The city might have been forgiven for thinking that it was about to undergo something of a rehabilitation, becoming better known for Mr Obama, thick-crust pizza, Michael Jordan and jazz, rather than Capone and political sleaze.
Last month, 'Time' magazine pronounced the corruption reputation was "based on an outdated caricature" -- but this week has ended that vain hope.
Mr Blagojevich's lawyer said that what his client had done was "just politics". Chicago's own Reverend Jesse Jackson, who once had a whole book written about him entitled 'Shakedown' (definition: extortion), remarked: "Politics is a contact sport. Only those on the sidelines have clean uniforms."
His son, Congressman Jesse Jackson Jr, who denies wrongdoing, was identified in the FBI complaint against Mr Blagojevich and his chief of staff, John Harris, as "Candidate 5", whom Mr Blagojevich believed would give him $1m (€745,000) for the Senate seat.
In New York and Washington, many column inches have been devoted to the Soprano-esque profanity of the governor, who vowed not to give a friend of this "mother****er Obama" the Senate seat without a quid pro quo from the president-elect.
Even his wife, Patti, was caught on tape ordering, with salty directness, one of her husband's aides to stall a $150m sale of Wrigley Field, home of the Chicago Cubs baseball team, which was owned by his tormenters at the Chicago Tribune. "Hold up that. F***ing Cubs, f*** them".
Mrs Blagojevich's father is Dick Mell, a Chicago machine politician who helped launch his son-in-law's career -- and that's how Chicago machine politicians talk when they're trying to extort money, shake down rivals and enforce the "pay to play schemes" that have made the city infamous.

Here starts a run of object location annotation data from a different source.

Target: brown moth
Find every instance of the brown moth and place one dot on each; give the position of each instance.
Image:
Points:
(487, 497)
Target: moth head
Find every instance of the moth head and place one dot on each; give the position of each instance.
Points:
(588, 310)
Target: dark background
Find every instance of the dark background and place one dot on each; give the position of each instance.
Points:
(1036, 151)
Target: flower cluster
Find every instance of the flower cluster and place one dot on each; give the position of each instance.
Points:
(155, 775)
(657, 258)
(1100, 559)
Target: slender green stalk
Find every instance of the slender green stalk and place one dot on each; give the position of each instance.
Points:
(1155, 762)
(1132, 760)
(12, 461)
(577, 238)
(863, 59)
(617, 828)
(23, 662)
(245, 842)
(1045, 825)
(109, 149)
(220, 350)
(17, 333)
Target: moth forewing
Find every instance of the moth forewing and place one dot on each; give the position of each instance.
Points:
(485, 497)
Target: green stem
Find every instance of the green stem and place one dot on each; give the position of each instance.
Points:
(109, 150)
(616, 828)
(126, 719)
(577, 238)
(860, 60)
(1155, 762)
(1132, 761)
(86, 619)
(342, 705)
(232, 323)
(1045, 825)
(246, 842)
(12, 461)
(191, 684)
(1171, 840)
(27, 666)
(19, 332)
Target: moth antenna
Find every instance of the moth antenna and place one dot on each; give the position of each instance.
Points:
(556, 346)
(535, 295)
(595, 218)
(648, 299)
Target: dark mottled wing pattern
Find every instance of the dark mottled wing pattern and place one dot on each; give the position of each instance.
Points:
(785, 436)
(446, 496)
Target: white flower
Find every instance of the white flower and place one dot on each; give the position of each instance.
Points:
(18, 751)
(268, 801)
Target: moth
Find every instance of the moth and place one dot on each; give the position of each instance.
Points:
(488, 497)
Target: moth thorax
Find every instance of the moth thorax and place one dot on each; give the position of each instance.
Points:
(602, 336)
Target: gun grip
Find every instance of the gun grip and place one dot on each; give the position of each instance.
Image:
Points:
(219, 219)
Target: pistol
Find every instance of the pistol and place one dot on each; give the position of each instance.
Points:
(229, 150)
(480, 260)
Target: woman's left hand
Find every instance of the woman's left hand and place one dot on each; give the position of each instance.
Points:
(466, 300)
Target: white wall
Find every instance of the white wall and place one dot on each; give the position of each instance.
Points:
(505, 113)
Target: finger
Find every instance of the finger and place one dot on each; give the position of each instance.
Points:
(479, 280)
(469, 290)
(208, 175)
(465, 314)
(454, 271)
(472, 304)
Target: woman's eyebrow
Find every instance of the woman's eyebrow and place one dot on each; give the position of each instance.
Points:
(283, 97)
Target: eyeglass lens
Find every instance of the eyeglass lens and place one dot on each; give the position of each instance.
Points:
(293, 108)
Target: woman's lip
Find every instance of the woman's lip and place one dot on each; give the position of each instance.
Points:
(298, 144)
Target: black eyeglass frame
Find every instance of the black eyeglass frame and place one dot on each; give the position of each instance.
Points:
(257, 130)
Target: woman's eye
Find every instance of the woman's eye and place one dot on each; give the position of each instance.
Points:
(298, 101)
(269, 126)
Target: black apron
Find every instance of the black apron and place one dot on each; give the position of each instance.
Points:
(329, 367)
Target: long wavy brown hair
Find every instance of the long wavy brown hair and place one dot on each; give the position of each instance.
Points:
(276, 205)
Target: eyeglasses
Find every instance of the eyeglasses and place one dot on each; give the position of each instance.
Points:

Although Mr Obama has run on a platform of reform, this is the political swamp from which he emerged. He is a close ally of Mayor Richard Daley, a machine politician who has had aides convicted of corruption and whose father, Mayor Richard "Boss" Daley, helped deliver Chicago for John F Kennedy in 1960 with the help, as legend has it, of scores of stuffed ballot boxes.
Those who questioned the lucrative jobs Boss Daley engineered for his sons would be told to kiss the mistletoe that hung from his coat-tails.
Mr Obama won his first election, not by appealing to the better angels of the voters' consciences, but by successfully challenging the signatures on the proposal forms of each of his challengers, thereby ensuring that he ran unopposed.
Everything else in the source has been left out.